BF: In-country processing is a fairly rare thing, and usually applies to a relatively small number of people. There is a lot of foot dragging by the government, particularly the Department of Homeland Security, about any sort of in-country refugee processing out of Iraq. There are both political reasons for that in terms of the continuing foreign policy and military goals that the U.S. has in Iraq, as well as security concerns for the officials who would be conducting the interviews.
MJ: So, how will it work?
BF: My vision is a fairly pessimistic one as you’ve probably gathered. My advocacy would be to offer considerably more support for Jordan and Syria to provide much more international burden-sharing, including refugee resettlement. I think that’s a very hard sell all the way around, but it is what we are pushing for. Part of the difficultly is, in interviewing the refugees that I’ve had the opportunity to talk with, mostly in Jordan, there are very few that have any interest in returning to Iraq anytime soon. Most of them want to get as far away as possible. This group is traumatized and fearful. They see very little future for their country or for themselves in the country.

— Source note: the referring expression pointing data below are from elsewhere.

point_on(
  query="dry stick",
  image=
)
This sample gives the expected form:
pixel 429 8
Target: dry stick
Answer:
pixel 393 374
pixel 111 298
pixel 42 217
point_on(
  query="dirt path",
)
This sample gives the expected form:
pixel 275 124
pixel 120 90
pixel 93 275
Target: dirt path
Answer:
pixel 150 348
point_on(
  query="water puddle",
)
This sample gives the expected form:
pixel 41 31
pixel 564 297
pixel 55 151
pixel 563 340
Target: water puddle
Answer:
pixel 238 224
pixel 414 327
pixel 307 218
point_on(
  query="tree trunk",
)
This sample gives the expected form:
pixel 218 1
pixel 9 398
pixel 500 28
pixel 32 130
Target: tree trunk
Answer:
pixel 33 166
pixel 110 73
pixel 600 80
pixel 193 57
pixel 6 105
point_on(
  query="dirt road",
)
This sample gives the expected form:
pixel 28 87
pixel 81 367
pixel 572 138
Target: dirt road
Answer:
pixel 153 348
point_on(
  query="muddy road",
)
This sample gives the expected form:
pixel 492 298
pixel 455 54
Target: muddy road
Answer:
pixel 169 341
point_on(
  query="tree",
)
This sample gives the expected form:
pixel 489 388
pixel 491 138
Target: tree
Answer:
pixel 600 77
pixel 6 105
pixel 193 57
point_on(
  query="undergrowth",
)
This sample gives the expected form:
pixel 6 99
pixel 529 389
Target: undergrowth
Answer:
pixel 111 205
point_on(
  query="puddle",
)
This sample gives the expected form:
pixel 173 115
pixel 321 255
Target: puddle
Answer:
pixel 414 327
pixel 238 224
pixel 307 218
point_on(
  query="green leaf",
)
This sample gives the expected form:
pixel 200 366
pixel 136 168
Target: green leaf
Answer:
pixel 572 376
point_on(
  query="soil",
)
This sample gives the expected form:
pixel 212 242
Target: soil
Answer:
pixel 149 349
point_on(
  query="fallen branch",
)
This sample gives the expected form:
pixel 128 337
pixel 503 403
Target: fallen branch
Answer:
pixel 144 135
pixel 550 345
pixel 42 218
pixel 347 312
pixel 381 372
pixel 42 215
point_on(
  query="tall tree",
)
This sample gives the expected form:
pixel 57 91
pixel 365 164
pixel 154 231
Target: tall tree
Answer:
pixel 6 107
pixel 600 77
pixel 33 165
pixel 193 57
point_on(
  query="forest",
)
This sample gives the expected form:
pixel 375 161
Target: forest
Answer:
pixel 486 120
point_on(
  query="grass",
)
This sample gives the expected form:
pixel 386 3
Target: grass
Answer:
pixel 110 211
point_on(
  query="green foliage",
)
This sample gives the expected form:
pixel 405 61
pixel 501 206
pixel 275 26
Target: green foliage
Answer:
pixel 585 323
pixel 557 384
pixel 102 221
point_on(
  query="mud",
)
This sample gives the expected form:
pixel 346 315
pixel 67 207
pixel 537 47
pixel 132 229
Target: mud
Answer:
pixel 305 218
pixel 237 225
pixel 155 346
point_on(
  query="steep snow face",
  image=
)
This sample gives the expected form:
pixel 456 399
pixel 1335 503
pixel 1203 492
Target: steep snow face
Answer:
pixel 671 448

The best-case scenario is that the Iraqis stare into the abyss and realize that they’re staring at a disaster, and whether they love each other or not, they make an accommodation with each other. Then there is a political solution they work out and the Americans get out of the way, basically, and let the Iraqis deal with their situation in a way that hopefully will avoid conflict displacement, killings, all that. That’s what we can hope for, but it’s not within the power of the internationals to control.
It’s all highly speculative, and I think that probably anyone you’re interviewing on this is probably having the same sort of feelings of trepidation at crystal-ball gazing here. It’s a particularly murky ball.